Academy alumni are now at Butler University and the University of Missouri-Kansas City, among other schools. A few of the UMKC students return to perform their own tune at this weekend’s concert, along with vocalist Grace Heldridge and violinist Elizabeth Chouinard, both current students at the academy.

Academy students performed on the Playhouse stage, among examples of the links that already exist between artistic groups in the region. Broman is a board member of the Omaha Academy of Ballet. And Maydew is the Playhouse’s chief financial officer.

These ties will only grow stronger, say representatives of the three groups. Broman said she believes the missions and purpose of the three groups complement each other and will strengthen the area surrounding the arts hallway, especially given the other neighbors: UNO, Lewis and Clark Middle School, and Do Space.

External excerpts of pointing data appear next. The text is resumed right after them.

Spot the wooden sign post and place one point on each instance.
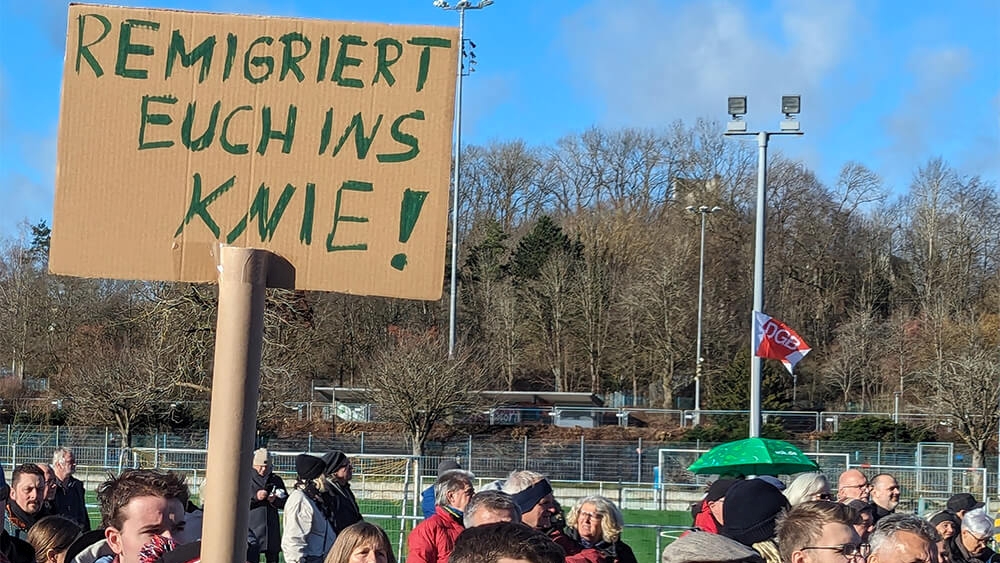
(323, 145)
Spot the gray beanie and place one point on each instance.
(705, 547)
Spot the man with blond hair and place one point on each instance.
(853, 484)
(70, 494)
(819, 532)
(904, 538)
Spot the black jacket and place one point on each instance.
(264, 520)
(70, 502)
(960, 555)
(344, 507)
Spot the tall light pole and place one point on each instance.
(703, 210)
(790, 106)
(463, 70)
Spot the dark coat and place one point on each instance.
(70, 502)
(264, 520)
(617, 552)
(344, 507)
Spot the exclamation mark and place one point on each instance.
(409, 211)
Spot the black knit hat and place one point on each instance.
(750, 511)
(943, 516)
(308, 466)
(334, 460)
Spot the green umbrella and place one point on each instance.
(753, 456)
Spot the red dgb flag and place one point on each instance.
(774, 340)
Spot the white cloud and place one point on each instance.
(916, 128)
(652, 65)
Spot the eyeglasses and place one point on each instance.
(985, 540)
(847, 549)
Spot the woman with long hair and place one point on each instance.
(361, 543)
(595, 522)
(308, 532)
(51, 537)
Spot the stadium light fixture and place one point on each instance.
(790, 105)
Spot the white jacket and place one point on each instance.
(306, 535)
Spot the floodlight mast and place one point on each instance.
(790, 106)
(460, 7)
(702, 210)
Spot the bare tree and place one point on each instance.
(414, 383)
(967, 389)
(117, 386)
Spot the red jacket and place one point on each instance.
(433, 540)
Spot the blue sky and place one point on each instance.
(886, 83)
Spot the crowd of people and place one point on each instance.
(763, 520)
(147, 517)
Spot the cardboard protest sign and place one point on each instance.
(326, 143)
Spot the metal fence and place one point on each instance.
(637, 474)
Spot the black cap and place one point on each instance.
(334, 460)
(751, 508)
(308, 466)
(963, 501)
(718, 489)
(447, 465)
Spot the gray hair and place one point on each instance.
(805, 486)
(450, 481)
(612, 523)
(495, 501)
(887, 528)
(60, 454)
(518, 481)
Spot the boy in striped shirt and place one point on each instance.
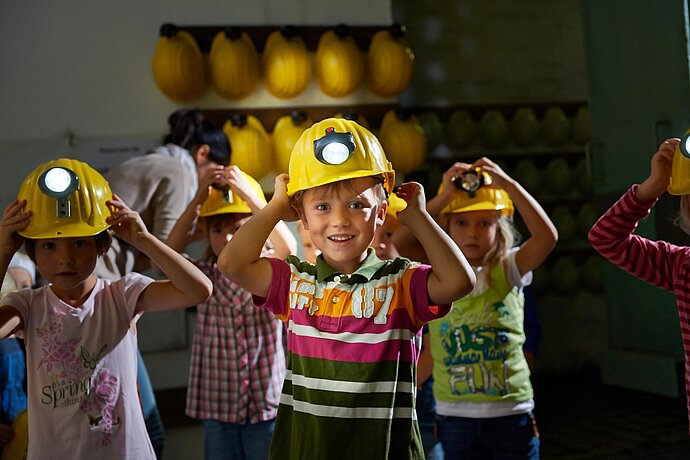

“Think of all the educational and community opportunities that are just within a small range,” Broman said. “It’s nice that downtown is getting a little jolt. I really feel like this part of town is about to see a big revitalization, especially when Crossroads is being redeveloped.

[email protected], 402-444-1267

Omaha Dance Project

What: Omaha Academy of Ballet performance program open to dancers from across the community

When: 7:30 p.m. Friday and Saturday, 2 p.m. Sunday

Where: Creighton University Lied Education Center for the Arts, 2500 California Plaza

Tickets: $15 adults, $10 students and seniors 65 and over

Information: oabdance.org or 402-346-0469

The Omaha Academy of Ballet celebrated its 50th anniversary in 2012. Some highlights from the years:

Emmeline Skinner founded the school in 1962 to develop the talents of a civic ballet company.

Valérie Roche was the first director. Later, she started a dance program at Creighton University.

The academy launched its performing branch, the Omaha Regional Ballet, in 1965. It produced its first “Nutcracker” in December. The company became Omaha Ballet in 1974, when a full-time director was hired. The company dissolved in the mid-1990s.

In 2003, OAB moved to a storefront at 50th and Dodge Streets.

In 2005, she created the Omaha Dance Project, a performance and solidarity group. Juliette Henning is the current director.

In the fall of 2016, the school moved to its new home near 72nd and Cass Streets.